Yeah and why can't I lose weight in my stomach without losing my breasts???

Sorry... I understand if you don't respond... maybe someone can help me out though.


----------



## g-funk (Aug 20, 2004)

Breasts are one of the first places we lose it from as far as I can tell. I don't know why - maybe it's where the body least needs it, and can afford to lose some? I'd quite like smaller ones - I always feel a bit frumpy and top heavy. Of course my other half disagrees.


----------



## Axel19 (Aug 11, 2004)

Well SB, it is ultimately a hobby, something to keep one preoccupied. I don't think that all people who go to the gym are overly self conscious. The reason I go and calorie count etc is I need to feel like I have achieved something. I need to have something I have worked for, that is mine, and to know that I have far surpassed the norm in a particular area. Some people do martial arts, some do athletics and others lift weights. If the entire nation can get hyped about a bunch of guys running round a field, then I don't see why bodybuilding or powerlifting has got such a bad reputation. They both involve a great deal of discipline and effort to become physically exceptional in one way or another.
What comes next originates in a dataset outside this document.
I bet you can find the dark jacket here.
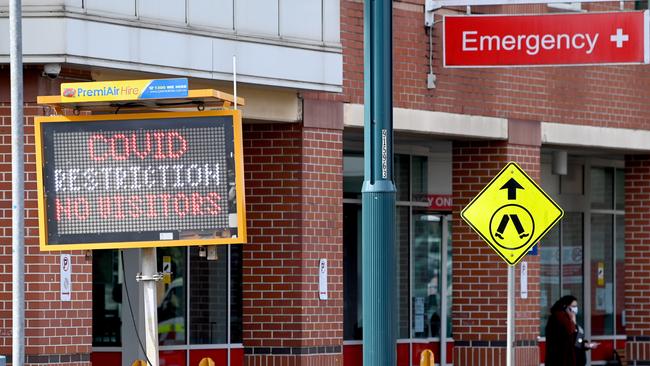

Overall natural body builders are very healthy people, until they get to under 6% bf. They eat balanced diets, and do lots of both aerobic and anaerobic activity.

Counting calories is necessary in any physical discipline, nutrition is key. To those who aren't seriously involved in a physical discpline it seems silly and obsessive, but it's just another aspect of someone's chosen discipline. 
Becoming involved in powerlifting/weight training has been one of the best decisions I've made in recent years. It's given me a great sense of achievement, and something to obsess over apart from my ever fragile mental state. Ultimately hobbies are very important in dealing with these neurotic mental states in that they do give something for one to focus on apart from their mental state.

I'm sure some psychiatrist might like to drop in tell me that it is associated with personal insecurity or something, but I don't think it is. If I were injured tomorrow and could never go to the gym again, I would quite happily get involved in some other discipline. But I need to do something, to have something to show for the past year, something I can say I've achieved.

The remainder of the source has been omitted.